Appeals Court Upholds Claim That Law Firm Shirked Its Obligation in Fee-Sharing Agreement
For the defendant firm to charge its obligation for a subsequent fee-sharing deal as an expense greatly reduced the amount paid to Cohen, said the plaintiff's lawyer Noel Schablik. "That's so fundamentally wrong, it shouldn't have happened," he said.
March 24, 2022 at 03:06 PM
5 minute read
Sorting through a tangle of fee-splitting agreements in a personal injury case, a New Jersey appeals court ruled that such deals can't be unilaterally modified when one of the lawyers enters into a subsequent deal to split fees with a third party.

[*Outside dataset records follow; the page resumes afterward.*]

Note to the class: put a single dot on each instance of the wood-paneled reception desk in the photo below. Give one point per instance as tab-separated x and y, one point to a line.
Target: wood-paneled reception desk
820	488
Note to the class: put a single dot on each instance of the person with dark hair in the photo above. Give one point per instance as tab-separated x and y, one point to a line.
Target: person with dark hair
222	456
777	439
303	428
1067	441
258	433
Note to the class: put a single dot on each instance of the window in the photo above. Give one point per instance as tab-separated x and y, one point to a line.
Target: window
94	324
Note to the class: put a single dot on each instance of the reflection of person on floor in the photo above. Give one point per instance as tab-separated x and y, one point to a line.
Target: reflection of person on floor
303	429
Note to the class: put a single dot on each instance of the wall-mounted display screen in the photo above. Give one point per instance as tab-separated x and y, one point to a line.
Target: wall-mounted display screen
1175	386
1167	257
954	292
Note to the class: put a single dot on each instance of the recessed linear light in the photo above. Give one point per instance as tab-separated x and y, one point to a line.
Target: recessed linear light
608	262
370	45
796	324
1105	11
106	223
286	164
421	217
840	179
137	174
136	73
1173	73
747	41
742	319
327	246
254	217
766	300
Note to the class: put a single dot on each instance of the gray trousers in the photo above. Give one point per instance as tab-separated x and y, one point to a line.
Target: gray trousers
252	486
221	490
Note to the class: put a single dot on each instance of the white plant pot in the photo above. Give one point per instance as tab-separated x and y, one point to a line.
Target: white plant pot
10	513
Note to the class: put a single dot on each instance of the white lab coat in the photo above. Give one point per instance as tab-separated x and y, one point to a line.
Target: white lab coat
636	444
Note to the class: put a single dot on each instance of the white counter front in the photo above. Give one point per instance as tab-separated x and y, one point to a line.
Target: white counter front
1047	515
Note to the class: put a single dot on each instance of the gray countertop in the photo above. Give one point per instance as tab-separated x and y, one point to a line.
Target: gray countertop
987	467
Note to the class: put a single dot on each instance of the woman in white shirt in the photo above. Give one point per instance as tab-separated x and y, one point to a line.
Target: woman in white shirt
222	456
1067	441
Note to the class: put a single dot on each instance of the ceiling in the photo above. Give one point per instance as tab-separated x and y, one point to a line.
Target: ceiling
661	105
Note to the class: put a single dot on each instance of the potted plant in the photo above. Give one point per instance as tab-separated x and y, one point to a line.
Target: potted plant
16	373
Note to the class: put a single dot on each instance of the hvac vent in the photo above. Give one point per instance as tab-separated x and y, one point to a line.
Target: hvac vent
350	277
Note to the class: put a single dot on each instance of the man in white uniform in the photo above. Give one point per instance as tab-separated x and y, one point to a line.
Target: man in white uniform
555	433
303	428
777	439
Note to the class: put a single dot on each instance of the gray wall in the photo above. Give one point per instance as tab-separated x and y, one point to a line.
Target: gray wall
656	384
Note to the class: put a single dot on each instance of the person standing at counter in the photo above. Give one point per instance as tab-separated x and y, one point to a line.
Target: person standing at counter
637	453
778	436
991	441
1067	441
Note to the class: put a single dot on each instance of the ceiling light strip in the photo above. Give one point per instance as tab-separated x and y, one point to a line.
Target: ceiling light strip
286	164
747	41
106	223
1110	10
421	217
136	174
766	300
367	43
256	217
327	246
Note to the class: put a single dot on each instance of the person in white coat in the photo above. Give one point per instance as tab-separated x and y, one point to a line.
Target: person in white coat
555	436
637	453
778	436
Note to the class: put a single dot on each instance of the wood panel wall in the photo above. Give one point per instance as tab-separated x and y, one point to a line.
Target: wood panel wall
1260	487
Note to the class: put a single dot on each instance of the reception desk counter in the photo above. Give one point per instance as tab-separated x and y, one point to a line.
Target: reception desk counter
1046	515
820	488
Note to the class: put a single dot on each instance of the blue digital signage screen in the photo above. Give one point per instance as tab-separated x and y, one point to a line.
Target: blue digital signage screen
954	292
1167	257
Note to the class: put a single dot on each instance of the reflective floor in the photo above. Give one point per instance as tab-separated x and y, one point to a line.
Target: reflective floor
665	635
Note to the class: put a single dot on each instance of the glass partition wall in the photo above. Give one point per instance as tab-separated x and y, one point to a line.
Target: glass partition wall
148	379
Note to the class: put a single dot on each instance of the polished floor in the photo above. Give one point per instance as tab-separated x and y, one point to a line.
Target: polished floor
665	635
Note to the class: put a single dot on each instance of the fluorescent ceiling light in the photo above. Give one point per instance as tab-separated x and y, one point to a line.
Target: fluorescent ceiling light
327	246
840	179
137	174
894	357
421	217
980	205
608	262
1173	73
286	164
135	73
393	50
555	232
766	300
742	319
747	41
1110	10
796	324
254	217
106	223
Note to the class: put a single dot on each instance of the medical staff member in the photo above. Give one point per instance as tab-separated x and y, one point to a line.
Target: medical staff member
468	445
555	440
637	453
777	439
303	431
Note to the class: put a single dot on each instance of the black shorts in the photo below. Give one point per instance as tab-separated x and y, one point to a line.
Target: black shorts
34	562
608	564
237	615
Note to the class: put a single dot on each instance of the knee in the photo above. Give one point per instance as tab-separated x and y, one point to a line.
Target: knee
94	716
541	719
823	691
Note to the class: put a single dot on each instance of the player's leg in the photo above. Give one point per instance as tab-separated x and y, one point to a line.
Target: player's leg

The Appellate Division affirmed a lower court's ruling in favor of a lawyer who claimed he was shortchanged in a fee-sharing deal with Davis, Saperstein & Salomon of Teaneck, New Jersey. West Orange, New Jersey, attorney David Cohen reached a deal with the firm, giving him 20% of the legal fees from a construction worker's accident suit. But Davis Saperstein later claimed that Cohen was entitled to 20% of the proceeds that remained after the firm paid its obligation to another attorney in a fee-splitting deal stemming from an insurance bad-faith claim.